Şahitlerin, "silahını göstererek" demeksizin "silahla
girdi" demeleri yeterli olmaz, ancak maktul kötü bir kimse olarak
tanınıyorsa veya maktul ile katil arasında bir düşmanlık varsa o zaman
-ZerkeşI'nin de belirttiği üzere- karine sebebiyle bu yeterli olur.
26. Şahıs eve
ayaklarıyla girmiş olmakla birlikte onu def eden kimsenin şahsın iki ayağına
vurması zorunlu değildir; çünkü şahıs bütün bedeniyle girmiş olup onun belirli
bir organını kastetmek söz konusu değildir.
27. Eve giren şahıs
evden bir eşya alıp dışarı çıksa ev sahibi onun ardına düşüp bu eşyayı
bırakıncaya kadar kendisiyle çatışabilir.
28. Ev sahibi, kiracı
veya evi ödünç olarak kullanan bir kimsenin evine onun izni olmaksızın girmek
caiz değildir. Şayet yabancı veya mahrem olmayan bir akraba girecekse kapı
kapalı olsun ya da olmasın açık bir şekilde izin verilmesi şarttır. Mahrem ise
bakılır: Kişi evin sahibi ile birlikte o evde oturuyarsa izin istemek gerekmez.

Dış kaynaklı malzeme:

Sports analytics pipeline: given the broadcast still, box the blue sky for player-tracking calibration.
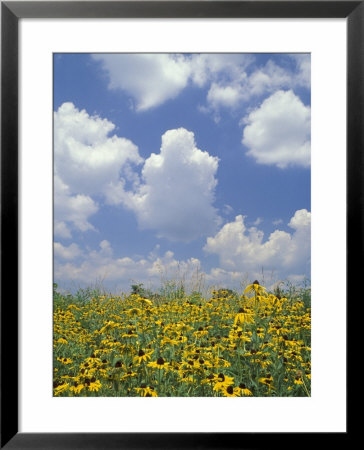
[53,53,311,293]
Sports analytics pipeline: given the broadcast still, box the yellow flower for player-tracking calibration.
[243,281,267,296]
[148,357,169,370]
[234,308,255,325]
[212,373,234,392]
[57,357,72,365]
[88,379,102,392]
[133,349,153,364]
[122,329,138,338]
[238,383,253,396]
[140,298,153,306]
[54,382,69,396]
[259,375,274,389]
[69,383,84,394]
[127,307,142,317]
[135,384,158,397]
[221,385,241,397]
[55,338,68,345]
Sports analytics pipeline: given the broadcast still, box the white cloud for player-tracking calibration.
[54,102,143,236]
[54,240,203,292]
[54,102,143,197]
[189,54,252,87]
[247,59,293,96]
[54,104,221,242]
[93,54,191,111]
[93,53,253,112]
[54,174,98,233]
[204,55,310,113]
[207,82,246,110]
[54,242,82,260]
[121,128,221,242]
[242,90,311,168]
[54,221,72,239]
[204,209,311,277]
[291,54,311,88]
[92,54,310,117]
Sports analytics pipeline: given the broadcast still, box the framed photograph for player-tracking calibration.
[1,1,356,448]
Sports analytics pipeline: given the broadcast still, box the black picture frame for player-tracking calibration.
[1,1,356,448]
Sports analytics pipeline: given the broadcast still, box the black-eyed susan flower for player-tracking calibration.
[234,308,254,326]
[212,373,234,392]
[122,329,138,338]
[238,383,253,396]
[69,382,84,394]
[133,348,153,364]
[221,385,241,397]
[259,374,274,388]
[243,281,267,296]
[127,307,142,317]
[139,298,153,306]
[135,384,158,397]
[57,357,73,365]
[148,357,169,370]
[53,382,69,396]
[88,379,102,392]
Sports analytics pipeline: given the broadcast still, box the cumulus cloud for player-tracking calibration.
[54,221,72,239]
[54,102,143,196]
[54,103,221,242]
[54,174,98,234]
[247,60,294,97]
[242,90,311,168]
[204,55,310,113]
[54,242,82,260]
[54,102,143,236]
[121,128,221,242]
[291,54,311,88]
[54,240,203,291]
[92,53,310,117]
[189,54,252,87]
[207,82,246,111]
[93,53,254,112]
[204,209,311,277]
[92,54,191,111]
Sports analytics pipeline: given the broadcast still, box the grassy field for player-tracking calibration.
[53,281,311,397]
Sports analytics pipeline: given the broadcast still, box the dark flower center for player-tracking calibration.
[138,350,145,356]
[226,386,234,394]
[157,357,165,365]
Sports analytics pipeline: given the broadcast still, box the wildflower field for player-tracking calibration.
[53,282,311,397]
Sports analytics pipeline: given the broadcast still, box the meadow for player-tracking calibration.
[53,281,311,397]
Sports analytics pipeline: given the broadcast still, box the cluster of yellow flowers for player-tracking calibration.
[53,282,311,397]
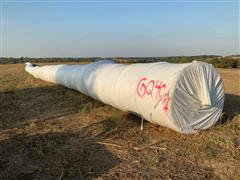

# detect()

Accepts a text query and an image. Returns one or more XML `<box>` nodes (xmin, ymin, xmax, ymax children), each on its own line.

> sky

<box><xmin>1</xmin><ymin>0</ymin><xmax>239</xmax><ymax>57</ymax></box>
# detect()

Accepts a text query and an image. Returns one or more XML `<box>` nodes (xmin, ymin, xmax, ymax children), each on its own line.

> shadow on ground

<box><xmin>0</xmin><ymin>129</ymin><xmax>121</xmax><ymax>179</ymax></box>
<box><xmin>0</xmin><ymin>85</ymin><xmax>121</xmax><ymax>179</ymax></box>
<box><xmin>0</xmin><ymin>85</ymin><xmax>105</xmax><ymax>130</ymax></box>
<box><xmin>223</xmin><ymin>93</ymin><xmax>240</xmax><ymax>120</ymax></box>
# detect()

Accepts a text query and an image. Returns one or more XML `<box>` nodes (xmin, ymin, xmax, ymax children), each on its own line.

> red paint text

<box><xmin>136</xmin><ymin>77</ymin><xmax>171</xmax><ymax>111</ymax></box>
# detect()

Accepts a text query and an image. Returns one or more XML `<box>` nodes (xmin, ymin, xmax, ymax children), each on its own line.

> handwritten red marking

<box><xmin>136</xmin><ymin>77</ymin><xmax>171</xmax><ymax>111</ymax></box>
<box><xmin>146</xmin><ymin>80</ymin><xmax>155</xmax><ymax>97</ymax></box>
<box><xmin>162</xmin><ymin>92</ymin><xmax>171</xmax><ymax>112</ymax></box>
<box><xmin>137</xmin><ymin>77</ymin><xmax>147</xmax><ymax>97</ymax></box>
<box><xmin>155</xmin><ymin>80</ymin><xmax>166</xmax><ymax>101</ymax></box>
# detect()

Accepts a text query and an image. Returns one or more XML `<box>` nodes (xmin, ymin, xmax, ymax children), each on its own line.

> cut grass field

<box><xmin>0</xmin><ymin>63</ymin><xmax>239</xmax><ymax>179</ymax></box>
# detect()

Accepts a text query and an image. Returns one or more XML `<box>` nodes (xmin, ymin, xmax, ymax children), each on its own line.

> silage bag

<box><xmin>25</xmin><ymin>60</ymin><xmax>224</xmax><ymax>133</ymax></box>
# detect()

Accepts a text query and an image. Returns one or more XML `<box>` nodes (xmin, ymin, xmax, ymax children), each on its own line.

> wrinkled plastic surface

<box><xmin>25</xmin><ymin>60</ymin><xmax>224</xmax><ymax>133</ymax></box>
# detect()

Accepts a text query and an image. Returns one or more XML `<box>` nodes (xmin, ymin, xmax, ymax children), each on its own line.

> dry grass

<box><xmin>0</xmin><ymin>63</ymin><xmax>239</xmax><ymax>179</ymax></box>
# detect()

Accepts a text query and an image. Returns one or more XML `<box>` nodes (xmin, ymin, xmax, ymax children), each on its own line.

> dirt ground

<box><xmin>0</xmin><ymin>63</ymin><xmax>239</xmax><ymax>180</ymax></box>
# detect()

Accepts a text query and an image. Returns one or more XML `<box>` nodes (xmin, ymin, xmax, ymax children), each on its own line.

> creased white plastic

<box><xmin>25</xmin><ymin>60</ymin><xmax>224</xmax><ymax>133</ymax></box>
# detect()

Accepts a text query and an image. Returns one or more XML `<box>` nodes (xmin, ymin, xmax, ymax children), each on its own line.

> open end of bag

<box><xmin>170</xmin><ymin>62</ymin><xmax>225</xmax><ymax>133</ymax></box>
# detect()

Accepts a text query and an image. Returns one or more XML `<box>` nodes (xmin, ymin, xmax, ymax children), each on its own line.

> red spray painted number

<box><xmin>136</xmin><ymin>77</ymin><xmax>171</xmax><ymax>111</ymax></box>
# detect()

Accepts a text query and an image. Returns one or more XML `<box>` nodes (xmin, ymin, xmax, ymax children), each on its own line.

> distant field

<box><xmin>0</xmin><ymin>63</ymin><xmax>239</xmax><ymax>179</ymax></box>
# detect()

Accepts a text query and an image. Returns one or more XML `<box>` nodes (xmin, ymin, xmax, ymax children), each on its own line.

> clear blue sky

<box><xmin>1</xmin><ymin>1</ymin><xmax>239</xmax><ymax>57</ymax></box>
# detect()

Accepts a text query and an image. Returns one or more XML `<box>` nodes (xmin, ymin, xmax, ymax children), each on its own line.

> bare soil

<box><xmin>0</xmin><ymin>63</ymin><xmax>239</xmax><ymax>179</ymax></box>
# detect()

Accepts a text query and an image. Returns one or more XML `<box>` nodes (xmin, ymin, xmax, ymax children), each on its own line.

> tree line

<box><xmin>0</xmin><ymin>55</ymin><xmax>239</xmax><ymax>68</ymax></box>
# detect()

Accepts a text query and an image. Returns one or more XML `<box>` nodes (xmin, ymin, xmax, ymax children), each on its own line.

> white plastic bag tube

<box><xmin>25</xmin><ymin>60</ymin><xmax>224</xmax><ymax>133</ymax></box>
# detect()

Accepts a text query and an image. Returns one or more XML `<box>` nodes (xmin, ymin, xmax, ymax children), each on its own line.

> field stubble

<box><xmin>0</xmin><ymin>63</ymin><xmax>239</xmax><ymax>179</ymax></box>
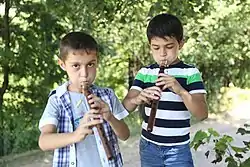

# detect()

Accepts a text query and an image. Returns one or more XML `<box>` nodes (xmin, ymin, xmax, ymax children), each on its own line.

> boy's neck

<box><xmin>68</xmin><ymin>84</ymin><xmax>81</xmax><ymax>93</ymax></box>
<box><xmin>170</xmin><ymin>58</ymin><xmax>180</xmax><ymax>66</ymax></box>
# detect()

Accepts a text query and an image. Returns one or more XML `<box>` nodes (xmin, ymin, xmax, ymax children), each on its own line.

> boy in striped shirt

<box><xmin>123</xmin><ymin>13</ymin><xmax>208</xmax><ymax>167</ymax></box>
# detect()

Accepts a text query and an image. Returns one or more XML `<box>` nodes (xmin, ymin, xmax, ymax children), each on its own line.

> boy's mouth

<box><xmin>159</xmin><ymin>60</ymin><xmax>168</xmax><ymax>66</ymax></box>
<box><xmin>80</xmin><ymin>81</ymin><xmax>89</xmax><ymax>87</ymax></box>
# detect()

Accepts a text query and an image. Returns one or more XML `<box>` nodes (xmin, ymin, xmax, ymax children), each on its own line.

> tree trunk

<box><xmin>0</xmin><ymin>0</ymin><xmax>10</xmax><ymax>156</ymax></box>
<box><xmin>128</xmin><ymin>55</ymin><xmax>134</xmax><ymax>89</ymax></box>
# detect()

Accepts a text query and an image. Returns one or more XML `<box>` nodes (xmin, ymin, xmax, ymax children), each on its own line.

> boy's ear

<box><xmin>179</xmin><ymin>39</ymin><xmax>184</xmax><ymax>50</ymax></box>
<box><xmin>58</xmin><ymin>59</ymin><xmax>66</xmax><ymax>71</ymax></box>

Ancak öksürmek, yere sert bir şekilde basmak gibi yollarla eve girmek
istediğini hissettirmesi gerekir ta ki çıplak olan üzerini örtsün. Ev sahibi
ile birlikte oturmuyor ve kapı da kapalı ise izin olmadıkça girmez. Kapı açık
ise izinsiz girip giremeyeceği konusunda iki görüş vardır: Daha güçlü olanına
göre izin istemesi gerekir.
Not: Gasp edilen veya ödünç alınan bir köle,
sahibine saldırsa sahibi de kendini korumak için köleyi öldürse gasp eden veya
ödünç alan kişi tazmin yükümlülüğünden kurtulmaz; çünkü onun meşru müdafaa
olarak öldürmesinin tazmine bir etkisi yoktur.
Kişi kendisini müdafaa
etmek için saldırganın elini kesse, saldırgan geri dönüp giderken onun ardına
düşüp öldürse buna karşılık kısas yoluyla öldürülür; çünkü saldırgan geri dönüp
giderken şahsın onu öldürme hakkı yoktur. Elini kesme sebebiyle herhangi bir
şey gerekmez; çünkü can, elin kesilmesiyle eksilmez. Bu sebeple iki eli bulunan
bir kimseyi tek elli bir şahıs öldürse buna karşılık kısas edilir, fazlalık el
için herhangi bir şey ödemez.
Bir erkek deve kişiye
saldırdığında şahıs kaçmayıp deveyi öldürse "bir insan kişiye
saldırdığında şahıs kaçabiliyorsa kaçması gerekir" görüşüne binaen burada
deveyi öldüren şahıs tazminle yükümlü olur.
Saldırgan erkek deve,
kişinin kendisini savunması esnasında öldürülse ve hayvan boğazlanırken kesilen
yerine kesici alet isabet etmiş olsa onun etini yemenin helal olup olmadığı
konusunda iki görüş bulunmaktadır. Onu yemenin helalliğini kabul etmeyen
görüşün delili şudur: Kişi hayvanı öldürürken onu boğazlama ve yemeyi
kastetmemiştir.
Zerkeşi'nin belirttiğine
göre helal olması görüşü tercihe şayandır. Nitekim Rafil'nin "av" ve
"boğazlanan hayvanlar" konusundaki ifadeleri de bunu gerektirir.